5.0

Nullability

Null values are used as the way to express a value that isn’t yet known.

Null values can be found in the data present in existing sources, or they can be the product of joining data using non-inner joins.

The schema of nullable types is represented as a union of the field type and a null value:

{
  "type": "record",
  "name": "record",
  "namespace": "example",
  "doc": "A schema representing a nullable type.",
  "fields": [
    {
      "name": "property",
      "type": [
        "null",
        "double"
      ],
      "doc": "A property that can be null or a double."
    }
  ]
}

Problem: operations using nullable types 

Working with null values can create situations where it’s not clear what the outcome of an operation is.
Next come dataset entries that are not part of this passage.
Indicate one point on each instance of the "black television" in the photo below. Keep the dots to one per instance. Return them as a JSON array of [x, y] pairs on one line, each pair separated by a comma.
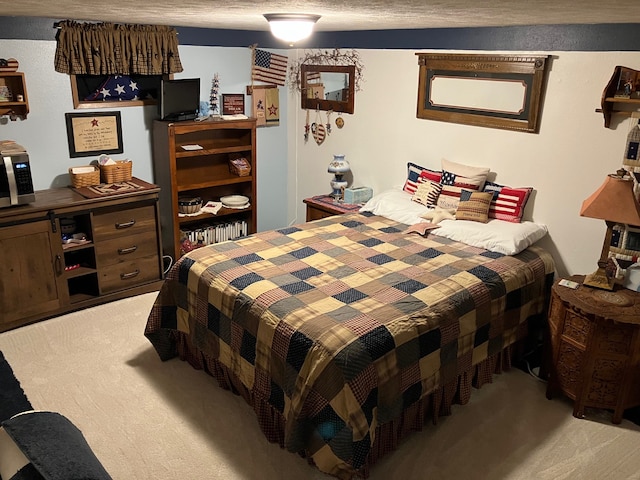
[[179, 99]]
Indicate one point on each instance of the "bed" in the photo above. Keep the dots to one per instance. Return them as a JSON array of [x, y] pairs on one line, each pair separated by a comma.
[[345, 334]]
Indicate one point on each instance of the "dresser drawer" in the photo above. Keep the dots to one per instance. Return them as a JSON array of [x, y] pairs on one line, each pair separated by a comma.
[[126, 248], [129, 274], [117, 223]]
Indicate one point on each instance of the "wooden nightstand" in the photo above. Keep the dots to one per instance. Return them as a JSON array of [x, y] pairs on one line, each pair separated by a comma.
[[322, 206], [595, 346]]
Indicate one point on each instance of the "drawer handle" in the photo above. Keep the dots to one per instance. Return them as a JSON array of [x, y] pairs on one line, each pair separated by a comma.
[[125, 276], [125, 225]]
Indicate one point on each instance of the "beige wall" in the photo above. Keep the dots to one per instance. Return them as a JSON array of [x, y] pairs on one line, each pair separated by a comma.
[[565, 162]]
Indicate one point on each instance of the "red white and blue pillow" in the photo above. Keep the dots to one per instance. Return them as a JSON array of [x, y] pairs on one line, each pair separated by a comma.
[[508, 203], [417, 174]]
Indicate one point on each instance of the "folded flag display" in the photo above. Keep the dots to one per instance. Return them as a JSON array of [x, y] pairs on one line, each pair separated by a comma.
[[269, 67], [115, 88]]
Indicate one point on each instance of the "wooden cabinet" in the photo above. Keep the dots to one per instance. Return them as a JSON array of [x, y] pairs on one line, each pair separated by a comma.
[[191, 159], [41, 276], [18, 105], [595, 344]]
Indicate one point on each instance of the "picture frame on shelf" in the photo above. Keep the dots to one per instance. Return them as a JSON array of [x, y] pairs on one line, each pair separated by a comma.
[[233, 104], [94, 133]]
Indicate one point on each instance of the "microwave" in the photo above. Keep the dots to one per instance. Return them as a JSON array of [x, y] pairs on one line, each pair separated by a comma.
[[16, 184]]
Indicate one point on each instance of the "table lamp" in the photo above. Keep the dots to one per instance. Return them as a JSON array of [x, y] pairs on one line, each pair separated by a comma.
[[339, 167], [614, 202]]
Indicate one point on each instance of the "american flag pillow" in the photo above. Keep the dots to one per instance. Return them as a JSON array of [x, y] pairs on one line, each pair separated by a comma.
[[508, 203], [417, 174]]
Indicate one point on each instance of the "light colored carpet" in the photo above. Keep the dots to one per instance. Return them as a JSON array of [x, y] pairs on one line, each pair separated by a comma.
[[146, 419]]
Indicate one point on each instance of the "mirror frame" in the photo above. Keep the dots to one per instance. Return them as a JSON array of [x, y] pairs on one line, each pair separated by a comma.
[[529, 71], [326, 105]]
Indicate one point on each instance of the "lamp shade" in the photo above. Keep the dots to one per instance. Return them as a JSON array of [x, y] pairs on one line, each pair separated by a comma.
[[614, 201], [291, 27]]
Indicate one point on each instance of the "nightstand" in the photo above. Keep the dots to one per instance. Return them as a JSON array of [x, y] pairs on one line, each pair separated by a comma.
[[322, 206], [595, 347]]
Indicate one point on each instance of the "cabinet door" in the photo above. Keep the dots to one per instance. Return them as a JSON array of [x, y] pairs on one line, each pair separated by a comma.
[[29, 256]]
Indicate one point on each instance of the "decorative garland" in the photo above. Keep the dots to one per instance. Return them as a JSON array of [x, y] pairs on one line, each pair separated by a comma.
[[335, 57]]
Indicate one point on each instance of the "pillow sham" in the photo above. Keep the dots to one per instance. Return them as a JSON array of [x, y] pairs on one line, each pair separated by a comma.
[[474, 206], [455, 178], [496, 236], [396, 205], [508, 203], [417, 174], [427, 193]]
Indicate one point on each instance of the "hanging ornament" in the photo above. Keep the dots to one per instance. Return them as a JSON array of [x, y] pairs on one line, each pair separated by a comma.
[[319, 132], [213, 97], [306, 128]]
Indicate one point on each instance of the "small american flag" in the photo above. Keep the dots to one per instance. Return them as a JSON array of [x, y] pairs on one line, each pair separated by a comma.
[[269, 67]]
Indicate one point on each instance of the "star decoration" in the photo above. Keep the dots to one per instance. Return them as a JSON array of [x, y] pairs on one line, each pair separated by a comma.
[[438, 214]]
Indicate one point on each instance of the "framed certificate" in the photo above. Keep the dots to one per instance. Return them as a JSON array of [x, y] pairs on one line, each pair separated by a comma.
[[91, 134]]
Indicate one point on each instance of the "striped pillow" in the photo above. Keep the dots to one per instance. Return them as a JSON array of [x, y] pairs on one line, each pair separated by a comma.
[[474, 206], [417, 174], [508, 203]]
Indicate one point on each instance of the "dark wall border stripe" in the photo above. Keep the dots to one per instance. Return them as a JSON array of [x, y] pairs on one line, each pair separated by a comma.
[[597, 37]]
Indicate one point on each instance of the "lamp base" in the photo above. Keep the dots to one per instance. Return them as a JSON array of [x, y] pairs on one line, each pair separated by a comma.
[[599, 279]]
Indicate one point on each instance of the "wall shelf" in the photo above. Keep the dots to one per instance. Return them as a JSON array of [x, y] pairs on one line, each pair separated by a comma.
[[613, 103]]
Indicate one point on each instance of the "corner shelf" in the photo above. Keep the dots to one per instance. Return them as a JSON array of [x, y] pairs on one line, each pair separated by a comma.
[[616, 105], [15, 82]]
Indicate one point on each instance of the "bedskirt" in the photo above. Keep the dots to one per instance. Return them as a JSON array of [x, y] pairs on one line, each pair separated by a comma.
[[388, 436]]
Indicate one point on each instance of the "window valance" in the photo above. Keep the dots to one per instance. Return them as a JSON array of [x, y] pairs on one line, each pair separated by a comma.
[[108, 49]]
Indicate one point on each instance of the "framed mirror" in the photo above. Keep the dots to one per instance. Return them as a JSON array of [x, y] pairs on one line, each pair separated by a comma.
[[496, 91], [328, 87]]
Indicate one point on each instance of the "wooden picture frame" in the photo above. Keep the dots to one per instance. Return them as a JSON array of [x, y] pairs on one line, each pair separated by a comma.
[[495, 91], [94, 133], [233, 104]]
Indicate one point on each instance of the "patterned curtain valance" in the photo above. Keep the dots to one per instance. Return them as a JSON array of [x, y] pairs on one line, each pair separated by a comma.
[[109, 49]]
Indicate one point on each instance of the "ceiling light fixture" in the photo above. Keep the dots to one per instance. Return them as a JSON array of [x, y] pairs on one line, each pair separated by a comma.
[[291, 27]]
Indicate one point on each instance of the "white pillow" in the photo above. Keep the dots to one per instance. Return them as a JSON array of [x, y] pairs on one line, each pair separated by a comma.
[[497, 236], [396, 204]]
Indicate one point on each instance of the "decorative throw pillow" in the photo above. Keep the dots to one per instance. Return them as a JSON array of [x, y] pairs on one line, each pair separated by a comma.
[[427, 193], [474, 206], [507, 203], [455, 177], [417, 174]]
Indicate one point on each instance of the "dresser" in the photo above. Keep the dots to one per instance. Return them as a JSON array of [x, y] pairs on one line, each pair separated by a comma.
[[116, 252], [595, 346]]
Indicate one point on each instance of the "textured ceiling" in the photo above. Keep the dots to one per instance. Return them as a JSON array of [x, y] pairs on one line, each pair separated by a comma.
[[336, 15]]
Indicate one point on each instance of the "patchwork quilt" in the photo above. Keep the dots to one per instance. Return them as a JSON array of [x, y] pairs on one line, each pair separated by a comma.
[[342, 323]]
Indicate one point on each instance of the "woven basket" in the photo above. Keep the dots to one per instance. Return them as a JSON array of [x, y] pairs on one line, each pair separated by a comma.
[[118, 172], [79, 180]]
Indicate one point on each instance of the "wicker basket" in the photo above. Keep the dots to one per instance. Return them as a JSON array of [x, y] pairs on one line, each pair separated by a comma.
[[118, 172], [87, 179], [240, 166]]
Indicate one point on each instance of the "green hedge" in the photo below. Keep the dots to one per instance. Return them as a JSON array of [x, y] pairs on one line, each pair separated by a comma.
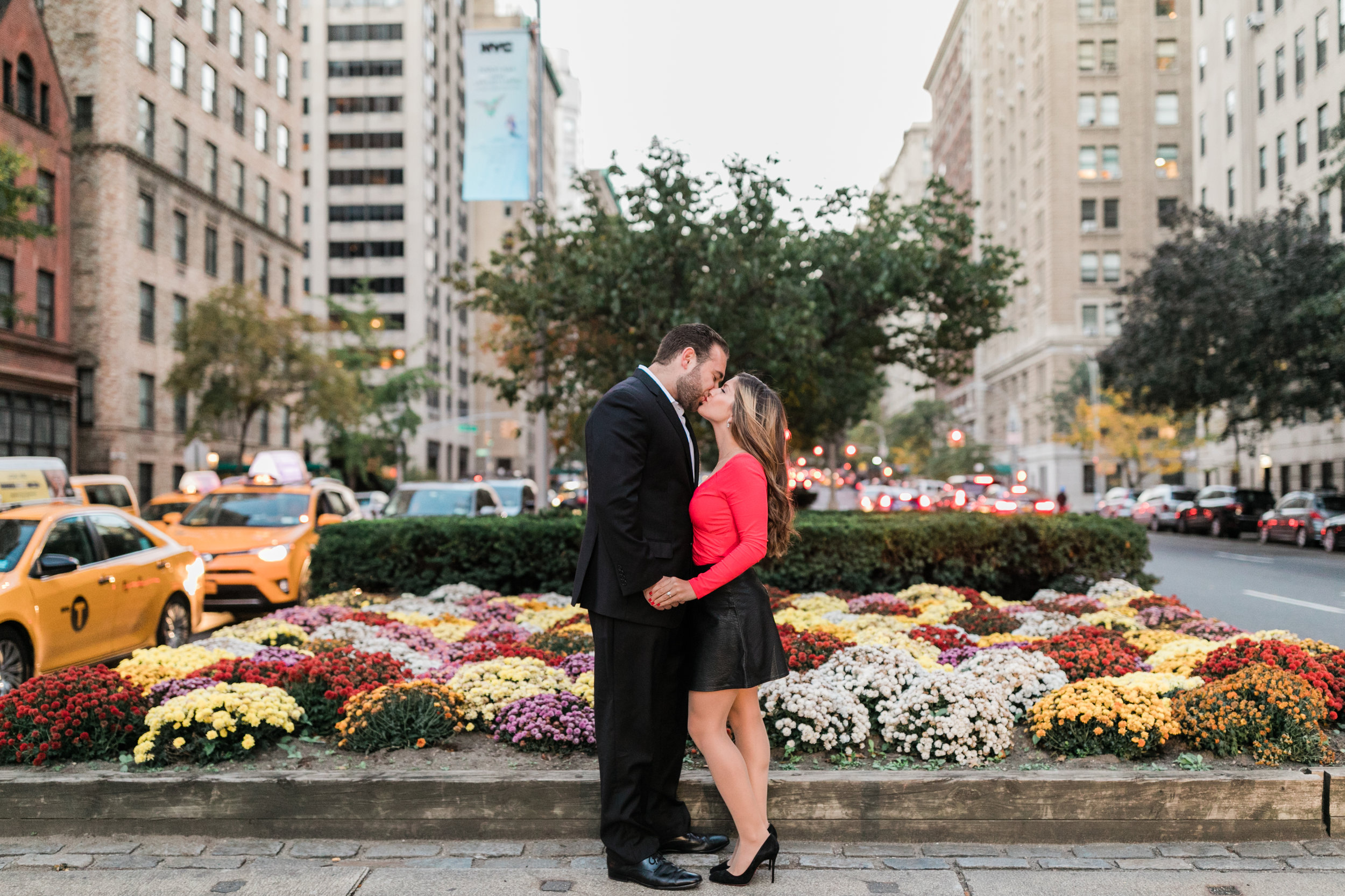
[[1010, 556]]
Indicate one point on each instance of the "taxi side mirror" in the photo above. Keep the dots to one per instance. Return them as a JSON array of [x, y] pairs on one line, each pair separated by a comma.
[[57, 564]]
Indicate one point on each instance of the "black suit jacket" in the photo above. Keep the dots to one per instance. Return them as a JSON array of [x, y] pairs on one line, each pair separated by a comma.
[[641, 483]]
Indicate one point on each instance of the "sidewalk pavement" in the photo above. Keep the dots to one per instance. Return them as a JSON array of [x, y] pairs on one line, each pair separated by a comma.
[[192, 867]]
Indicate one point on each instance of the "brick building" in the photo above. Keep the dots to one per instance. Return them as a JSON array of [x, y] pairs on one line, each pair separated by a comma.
[[37, 362], [186, 168]]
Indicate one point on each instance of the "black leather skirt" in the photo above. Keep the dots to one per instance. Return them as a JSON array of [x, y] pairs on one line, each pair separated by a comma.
[[733, 639]]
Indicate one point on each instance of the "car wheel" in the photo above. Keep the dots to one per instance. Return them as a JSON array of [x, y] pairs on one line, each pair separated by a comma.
[[175, 623], [15, 658]]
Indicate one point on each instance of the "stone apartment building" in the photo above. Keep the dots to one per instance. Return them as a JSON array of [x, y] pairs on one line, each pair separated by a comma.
[[1268, 87], [383, 163], [37, 361], [1075, 123], [185, 176]]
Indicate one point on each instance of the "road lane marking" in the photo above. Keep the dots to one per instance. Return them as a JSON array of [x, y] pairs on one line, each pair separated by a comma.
[[1247, 559], [1293, 600]]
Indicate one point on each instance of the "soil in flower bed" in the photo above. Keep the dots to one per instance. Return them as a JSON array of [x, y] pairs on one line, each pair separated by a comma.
[[478, 752]]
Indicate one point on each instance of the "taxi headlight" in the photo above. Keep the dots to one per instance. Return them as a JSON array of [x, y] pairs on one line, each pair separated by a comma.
[[272, 553], [193, 576]]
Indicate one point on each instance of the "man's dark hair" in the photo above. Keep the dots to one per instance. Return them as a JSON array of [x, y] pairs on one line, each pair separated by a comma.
[[700, 337]]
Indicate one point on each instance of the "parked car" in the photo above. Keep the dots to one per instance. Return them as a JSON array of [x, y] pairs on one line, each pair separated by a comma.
[[1157, 508], [1301, 517], [1333, 533], [444, 500], [518, 495], [1118, 502], [1224, 511]]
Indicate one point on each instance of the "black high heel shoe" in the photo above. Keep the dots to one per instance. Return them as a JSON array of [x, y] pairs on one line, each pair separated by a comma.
[[767, 854]]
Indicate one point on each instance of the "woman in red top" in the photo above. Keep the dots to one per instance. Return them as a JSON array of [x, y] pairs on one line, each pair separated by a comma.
[[740, 514]]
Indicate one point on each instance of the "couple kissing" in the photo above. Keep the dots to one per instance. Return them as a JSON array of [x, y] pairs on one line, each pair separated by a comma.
[[682, 629]]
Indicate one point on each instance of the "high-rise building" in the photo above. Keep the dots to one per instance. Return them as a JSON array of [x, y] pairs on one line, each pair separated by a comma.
[[185, 178], [1070, 123], [37, 362], [1268, 87], [383, 157]]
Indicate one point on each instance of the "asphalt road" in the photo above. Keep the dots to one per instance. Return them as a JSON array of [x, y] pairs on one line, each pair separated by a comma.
[[1254, 586]]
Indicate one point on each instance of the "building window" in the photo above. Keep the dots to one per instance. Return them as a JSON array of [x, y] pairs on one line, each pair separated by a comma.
[[236, 34], [1088, 267], [147, 221], [147, 312], [46, 304], [146, 127], [1110, 111], [1165, 109], [240, 184], [208, 90], [179, 237], [261, 55], [46, 210], [211, 253], [283, 76], [144, 38], [1088, 163], [1090, 321], [84, 397], [240, 105], [1110, 214], [263, 202], [1166, 211], [238, 261], [1165, 162]]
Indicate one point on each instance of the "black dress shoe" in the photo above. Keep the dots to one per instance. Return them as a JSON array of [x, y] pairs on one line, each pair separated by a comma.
[[692, 843], [655, 872]]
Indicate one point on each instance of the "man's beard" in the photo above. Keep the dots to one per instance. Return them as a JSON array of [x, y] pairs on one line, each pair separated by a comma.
[[689, 389]]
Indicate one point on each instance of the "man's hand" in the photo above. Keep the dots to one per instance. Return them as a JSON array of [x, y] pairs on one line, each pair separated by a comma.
[[669, 592]]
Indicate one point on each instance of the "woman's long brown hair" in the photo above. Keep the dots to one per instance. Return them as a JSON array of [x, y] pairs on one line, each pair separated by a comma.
[[758, 425]]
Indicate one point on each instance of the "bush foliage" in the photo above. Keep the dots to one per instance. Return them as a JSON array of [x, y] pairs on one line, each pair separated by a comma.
[[1012, 557]]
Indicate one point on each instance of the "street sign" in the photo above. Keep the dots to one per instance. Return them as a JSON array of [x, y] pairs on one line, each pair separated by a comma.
[[194, 455]]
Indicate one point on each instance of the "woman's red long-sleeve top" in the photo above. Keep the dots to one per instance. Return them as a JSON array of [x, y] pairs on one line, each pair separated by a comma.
[[730, 520]]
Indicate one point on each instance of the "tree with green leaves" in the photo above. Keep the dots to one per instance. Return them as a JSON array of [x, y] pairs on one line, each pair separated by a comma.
[[243, 357], [1244, 317], [15, 205], [813, 303]]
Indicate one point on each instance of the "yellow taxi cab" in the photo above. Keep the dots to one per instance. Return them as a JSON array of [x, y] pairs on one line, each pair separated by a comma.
[[105, 489], [193, 486], [84, 584], [256, 536]]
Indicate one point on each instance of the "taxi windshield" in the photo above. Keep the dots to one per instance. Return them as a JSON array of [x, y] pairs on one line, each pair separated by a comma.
[[431, 502], [249, 509], [14, 537], [157, 511]]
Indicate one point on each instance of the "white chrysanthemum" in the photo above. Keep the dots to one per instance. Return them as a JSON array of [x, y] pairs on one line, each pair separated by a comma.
[[955, 716], [1027, 673], [814, 709]]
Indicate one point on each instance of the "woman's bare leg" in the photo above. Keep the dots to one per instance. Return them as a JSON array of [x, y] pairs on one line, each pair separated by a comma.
[[751, 739], [708, 715]]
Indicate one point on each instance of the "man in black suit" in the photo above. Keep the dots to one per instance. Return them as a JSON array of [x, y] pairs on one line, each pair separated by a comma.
[[643, 467]]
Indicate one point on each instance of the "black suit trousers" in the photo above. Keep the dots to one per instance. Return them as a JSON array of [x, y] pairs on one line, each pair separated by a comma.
[[639, 703]]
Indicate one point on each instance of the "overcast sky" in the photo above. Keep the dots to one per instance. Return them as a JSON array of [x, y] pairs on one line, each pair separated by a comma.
[[829, 87]]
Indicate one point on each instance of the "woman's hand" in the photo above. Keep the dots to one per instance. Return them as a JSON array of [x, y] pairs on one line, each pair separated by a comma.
[[669, 592]]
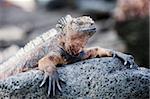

One example of this would be the following:

null * 1 = ?
null + 1 = ?

Looking at the first two expressions, one may be tempted to solve the problem above by saying “null is 1 when multiplying and 0 when summing” meaning the following would be the evaluation result:

null * 1 = 1
null + 1 = 1

Rewriting the third expression applying the distributive property of multiplication however shows that the rule creates inconsistencies:

(null + 1) * null = (null + 1) * null <=>
null * null + 1 * null = (null + 1) * null <=>
1 * 1 + 1*1 = (0 + 1) * 1 <=>
1 + 1 = 1 * 2 <=>
1 = 2  //not valid

With the intent of avoiding scenarios like the above where a computation may have different results based on the evaluation approach taken, most operations in lenses do not allow operations to use nullable types.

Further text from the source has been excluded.